The food is not all that’s changed. Recently my friend had a dispute with a neighbor who was a new member. Trying to talk with him about the issue didn’t seem to help, so she requested mediation, with another long-time community member as mediator. During the mediation it became clear to my friend and the mediator that the new neighbor had no idea how to communicate in an open, honest, self-revealing way, as founders and longer-term residents had learned to do. He maintained the position that my friend was essentially an unreasonable person who shouldn’t want something different than he did, and he was blameless as a party to the dispute. Not only did the mediation fail, but then the new neighbor convinced other new residents that my friend was “strange” because she wanted this “weird” mediation.

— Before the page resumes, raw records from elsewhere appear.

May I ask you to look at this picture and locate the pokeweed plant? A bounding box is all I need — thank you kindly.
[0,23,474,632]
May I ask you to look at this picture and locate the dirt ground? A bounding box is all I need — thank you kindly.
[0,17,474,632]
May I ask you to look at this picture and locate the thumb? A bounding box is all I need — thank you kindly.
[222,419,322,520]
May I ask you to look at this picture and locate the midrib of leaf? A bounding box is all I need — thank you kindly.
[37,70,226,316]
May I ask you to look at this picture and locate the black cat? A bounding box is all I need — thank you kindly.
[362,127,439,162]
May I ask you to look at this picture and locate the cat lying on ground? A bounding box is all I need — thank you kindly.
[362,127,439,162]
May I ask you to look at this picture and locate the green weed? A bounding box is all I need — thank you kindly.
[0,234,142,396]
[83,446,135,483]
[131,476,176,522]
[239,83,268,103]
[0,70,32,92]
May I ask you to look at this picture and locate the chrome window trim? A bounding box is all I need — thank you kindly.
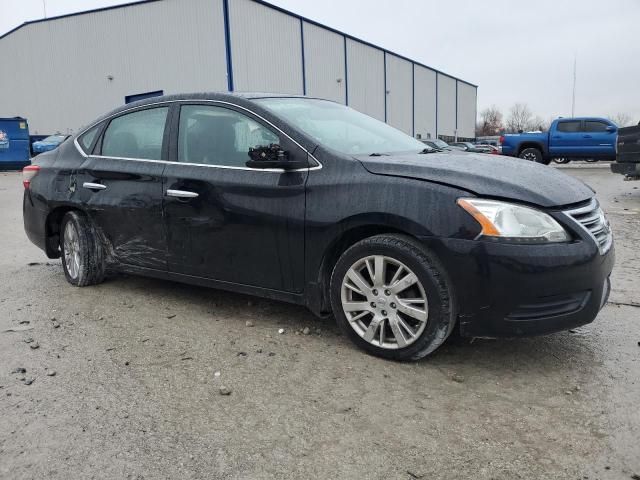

The founders and other long-term residents know this is nonsense, of course, but the new ones believed it. No touchy-feely crap for them!

My friend still has a better life in her cohousing community than she would if she lived in mainstream housing. She’s surrounded by neighbors who look out for each other and her son. Her home is more secure than it would be elsewhere, and she’s still safer walking to her car than she would be if she lived somewhere else. Her son still loves the neighborhood and he still has plenty of children to play with.

A community’s culture changing like this is no one’s fault, but it is significant. So I hope that you would have other reasons for joining your new community besides that it’s “your kind of people” and “your kind of culture.” I would hope you also love the location and the community’s beauty, comfort, and amenities. Because even if its culture does change, in your new cohousing community you’ll still have the opportunity to live in a much more open, trusting, and secure way with neighbors than most people in the US.